I know, I know -- reading is fun, it's hip, and it's good for you. There's plenty of reasons why you should read, but here, I'll focus only on the ones backed by science.
Table of contents
1. Reading makes you a better person.
Seriously, it's not a figure of speech. Not one, but two (parallel) studies found that reading actually makes you a better person -- more caring and empathetic towards other people. In 2013, Emory University did a study that compared the brains of people after they read, to those of people that didn't read. Using brain scans, they found that reading something actually makes you somehow visualize it and even -- I assume this explains why 50 Shades of Grey is popular -- feel the emotions in the book.
But that's not all - psychologists David Comer Kidd and Emanuele Castano, at the New School for Social Research in New York, have proved that reading literary fiction enhances the ability to detect and understand other people's emotions, a crucial skill in navigating complex social relationships.
2. Reading reduces stress
The reason why most kids don't want to read is that they have to read - which pretty much takes all the fun out, doesn't it? Reading is supposed to be relaxing and exciting, which is exactly what Dr. David Lewis, one of the pioneers of neuroscience found. Often called 'the father of neuromarket', Lewis reported that reading reduces stress levels by 68 percent and significantly lowers heart rate.

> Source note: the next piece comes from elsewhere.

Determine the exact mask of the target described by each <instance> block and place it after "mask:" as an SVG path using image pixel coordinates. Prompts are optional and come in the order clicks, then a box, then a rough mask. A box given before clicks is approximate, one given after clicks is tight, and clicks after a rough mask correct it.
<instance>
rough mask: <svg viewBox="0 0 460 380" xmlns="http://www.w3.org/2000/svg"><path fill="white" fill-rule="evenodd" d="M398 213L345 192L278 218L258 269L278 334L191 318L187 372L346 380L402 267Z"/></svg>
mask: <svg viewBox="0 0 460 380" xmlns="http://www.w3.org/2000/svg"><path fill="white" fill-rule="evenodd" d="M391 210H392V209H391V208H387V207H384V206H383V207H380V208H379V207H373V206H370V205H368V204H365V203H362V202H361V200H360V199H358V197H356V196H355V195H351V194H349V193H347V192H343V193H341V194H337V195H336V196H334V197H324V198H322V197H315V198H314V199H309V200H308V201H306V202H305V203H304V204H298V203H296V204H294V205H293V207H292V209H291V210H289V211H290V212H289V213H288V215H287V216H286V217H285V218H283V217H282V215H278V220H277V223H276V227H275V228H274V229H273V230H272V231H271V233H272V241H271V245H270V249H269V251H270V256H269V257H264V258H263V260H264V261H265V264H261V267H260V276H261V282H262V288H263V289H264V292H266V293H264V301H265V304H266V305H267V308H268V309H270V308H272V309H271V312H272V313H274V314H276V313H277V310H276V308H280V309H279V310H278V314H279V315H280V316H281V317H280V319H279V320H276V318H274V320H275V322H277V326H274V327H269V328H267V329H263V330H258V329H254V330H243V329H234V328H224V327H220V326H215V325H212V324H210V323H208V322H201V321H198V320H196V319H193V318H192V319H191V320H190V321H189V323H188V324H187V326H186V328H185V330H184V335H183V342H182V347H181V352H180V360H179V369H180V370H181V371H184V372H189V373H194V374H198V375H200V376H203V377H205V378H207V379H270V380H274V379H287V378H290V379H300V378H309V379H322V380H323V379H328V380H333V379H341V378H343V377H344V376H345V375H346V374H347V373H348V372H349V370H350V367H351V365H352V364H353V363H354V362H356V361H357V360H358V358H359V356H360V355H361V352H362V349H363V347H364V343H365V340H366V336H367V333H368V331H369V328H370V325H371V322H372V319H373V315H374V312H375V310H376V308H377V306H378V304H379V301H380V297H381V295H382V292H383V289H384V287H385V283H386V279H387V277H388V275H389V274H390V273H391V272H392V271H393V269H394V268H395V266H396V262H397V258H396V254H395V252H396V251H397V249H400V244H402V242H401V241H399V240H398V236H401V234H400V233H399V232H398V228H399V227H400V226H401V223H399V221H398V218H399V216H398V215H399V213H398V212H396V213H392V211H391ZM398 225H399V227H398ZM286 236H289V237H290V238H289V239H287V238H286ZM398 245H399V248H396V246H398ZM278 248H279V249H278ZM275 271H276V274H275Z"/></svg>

For comparison, a walk outside reduced stress levels by 42 percent.
It's something about immersing yourself in another world that seems to reduce stress levels and calm us - even after we've done reading. Research found that as little as six minutes of reading can be enough to greatly reduce stress.
3. Reading makes you smarter
Seriously, this should be a no-brainer: reading does make you smarter. A 2013 study found that children who read for pleasure are likely to do significantly better at school than their peers. The study conducted by the Institute of Education (IOE) researchers Alice Sullivan and Matt Brown. The difference was most striking with children aged between 10 and 16.
Perhaps surprisingly, reading for pleasure was found to be more important for children's cognitive development than their parents' levels of education. But what's even more interesting is that reading didn't only help children fare better at spelling and literature - it also helped them in topics like math. According to researchers, the ability to acquire and process information is crucial here - and that's exactly where reading helps.
4. Reading is good for your relationship
I couldn't actually find any peer reviewed study to actually confirm this, but many scientists working in the field seemed to share this opinion. Notably, psychotherapist Ken Page said that reading the same (or similar) books in a couple and then discussing them can do wonders for your relationship.
Ella Berthoud, a bibliotherapist at the School of Life in Bloomsbury, London said, “One of the joys [of reading together] is that you discover new aspects of each other, or you may rediscover a connection you had.” It's not only current relationships that reading can help - it's also in finding a relationship. As Robin Williams put it: language was invented to woo women - and in that endeavor, laziness will not do. Speaking of that...
5. Reading makes you a better speaker
Again, a no-brainer: reading helps you acquire a better, enriched vocabulary. But while this is pretty much common sense, you can leave it to Canadian researchers to confirm it - which they did, in a study published in 2001. Who would have thought that reading all those fancy words will make you learn and use fancy words? Everybody, probably.
6. Reading prevents Alzheimer's
Having an active life (mentally) is generally one of the best things you can do to protect yourself from Alzheimer's. Another study published in 2001 found that elderly people who regularly read or play mentally challenging games are much less likely to develop the crippling disease.
It's basically a great exercise for your grey matter - just like you need to keep your body in shape, your mind needs work too. Actually...
7. Reading keeps your brain sharp
It's not just that reading makes you smarter, but it can keep your mind sharp too. This study in Neurology, the medical journal of the American Academy of Neurology, says that reading is important throughout a person's life, from childhood through old age. People who read continuously throughout their life exhibit significantly better memory and mental abilities at all stages in life.